Why it fails: Frontier models attend to every word (see section 1.5.2). A two-page prompt does not provide twice the guidance; it provides twice the constraints, many of which conflict or force the model into narrow solution paths that preclude better alternatives.

"Yeah, resist the temptation early on. Bloated prompts just confuse the model more than they guide it." -- @glennsc (ACFS community)

What to do instead: Jeff's operational prompts (PL-01 through MT-08) are deliberately short. EX-01 (the main execution loop) is two sentences. EX-04 (post-compaction refresh) is one sentence. The detail lives in AGENTS.md and the bead descriptions, not in the runtime prompt. The prompt sets intent and posture; the project infrastructure provides context.

"All done with 5 word prompts." -- Jeffrey Emanuel (demonstrating with a screenshot)

The rule: If your prompt exceeds 100 words for a routine operation, you are over-specifying. Move the detail into AGENTS.md or the bead description.

3.6.2 Skipping the Plan

Anti-pattern: Jumping directly to code because "we know what we want" or "the plan is in my head."

Why it fails: This is the most expensive anti-pattern. By the time you discover that your architecture is wrong, you have hundreds of committed files that need to be refactored. The refactoring itself introduces bugs. The bugs need debugging. The debugging takes longer than the original planning would have.
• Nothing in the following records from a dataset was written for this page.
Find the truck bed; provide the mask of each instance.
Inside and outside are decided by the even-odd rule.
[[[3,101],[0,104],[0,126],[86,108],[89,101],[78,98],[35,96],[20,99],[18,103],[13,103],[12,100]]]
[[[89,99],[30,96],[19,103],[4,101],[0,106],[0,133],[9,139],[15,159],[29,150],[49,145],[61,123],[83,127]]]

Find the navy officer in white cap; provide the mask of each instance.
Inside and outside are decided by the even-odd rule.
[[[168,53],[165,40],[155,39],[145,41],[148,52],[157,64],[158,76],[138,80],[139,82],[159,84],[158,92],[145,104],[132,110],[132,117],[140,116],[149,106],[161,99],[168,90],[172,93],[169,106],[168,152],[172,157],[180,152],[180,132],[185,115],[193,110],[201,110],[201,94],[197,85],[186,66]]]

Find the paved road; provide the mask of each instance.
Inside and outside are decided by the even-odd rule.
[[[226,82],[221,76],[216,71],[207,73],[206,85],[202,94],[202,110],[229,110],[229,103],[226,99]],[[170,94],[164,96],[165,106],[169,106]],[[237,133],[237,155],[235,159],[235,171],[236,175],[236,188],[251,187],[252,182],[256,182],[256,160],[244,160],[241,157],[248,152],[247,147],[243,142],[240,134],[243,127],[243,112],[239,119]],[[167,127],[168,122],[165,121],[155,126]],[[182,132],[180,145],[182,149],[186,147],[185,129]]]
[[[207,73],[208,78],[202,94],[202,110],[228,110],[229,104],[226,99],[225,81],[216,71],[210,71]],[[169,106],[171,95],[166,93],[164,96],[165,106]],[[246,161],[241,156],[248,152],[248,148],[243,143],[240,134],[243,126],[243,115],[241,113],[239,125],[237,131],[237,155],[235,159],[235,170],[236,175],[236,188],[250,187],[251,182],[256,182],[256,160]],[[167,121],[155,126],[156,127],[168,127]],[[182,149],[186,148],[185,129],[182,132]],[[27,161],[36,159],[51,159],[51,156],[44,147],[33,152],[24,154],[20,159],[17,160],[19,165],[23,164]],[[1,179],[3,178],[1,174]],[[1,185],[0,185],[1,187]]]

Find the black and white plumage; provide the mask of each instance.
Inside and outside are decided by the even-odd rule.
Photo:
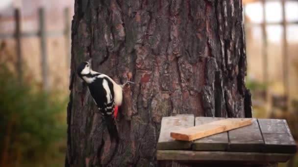
[[[119,85],[105,74],[91,69],[88,62],[81,63],[77,67],[78,76],[87,84],[93,100],[102,115],[111,137],[118,140],[118,131],[114,119],[115,106],[122,104],[124,84]]]

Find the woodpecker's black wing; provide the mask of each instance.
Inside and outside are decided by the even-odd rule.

From the FLYWHEEL_PLAYBOOK_DEFINITIVE.md:

"Skeleton-first development: 'Just get something working, then improve it.' No. By the time you have something working, the architecture is already compromised and you'll spend 10x longer fixing it than you would have spent planning it right." -- Playbook anti-pattern #1

"Planning tokens are cheap. Code tokens are expensive. Debugging tokens are ruinous." -- The Playbook's foundational premise

The economics: A 6-hour planning session prevents 60 hours of agent chaos. A bad plan wastes multi-agent hours across parallel workers. The 85/10/5 split (planning/implementation/review) is not aspirational; it is the empirically observed ratio from projects that complete successfully.

What to do instead: Follow the phases in order. Start with a first-principles prompt (PL-01). Run praise rounds (PL-03 through PL-05). Get multi-model feedback (PL-07). Score the plan (minimum 10/16 on the quality rubric). Run the premortem. Only then convert to beads.

3.6.3 Over-Beading

Anti-pattern: Decomposing the plan into hundreds of micro-beads where each bead represents 5-15 minutes of work.

Why it fails: The coordination overhead per bead (claim it, execute it, self-review, report via Agent Mail, close it, pick next) is roughly constant regardless of bead size. When beads are trivially small, this overhead dominates. An agent spends more time in protocol than in implementation.

The bead QA process (BD-02) has a specific check for this: "is it optimally scoped?" If QA keeps finding beads that are too small, merge adjacent beads.

The right granularity: 30-90 minutes of agent execution time per bead. This gives enough substance for meaningful self-review (RV-01) while keeping beads small enough to complete in a single context window.

3.6.4 Under-Reviewing

Anti-pattern: Running one review pass (RV-02 Part 1) and calling it done.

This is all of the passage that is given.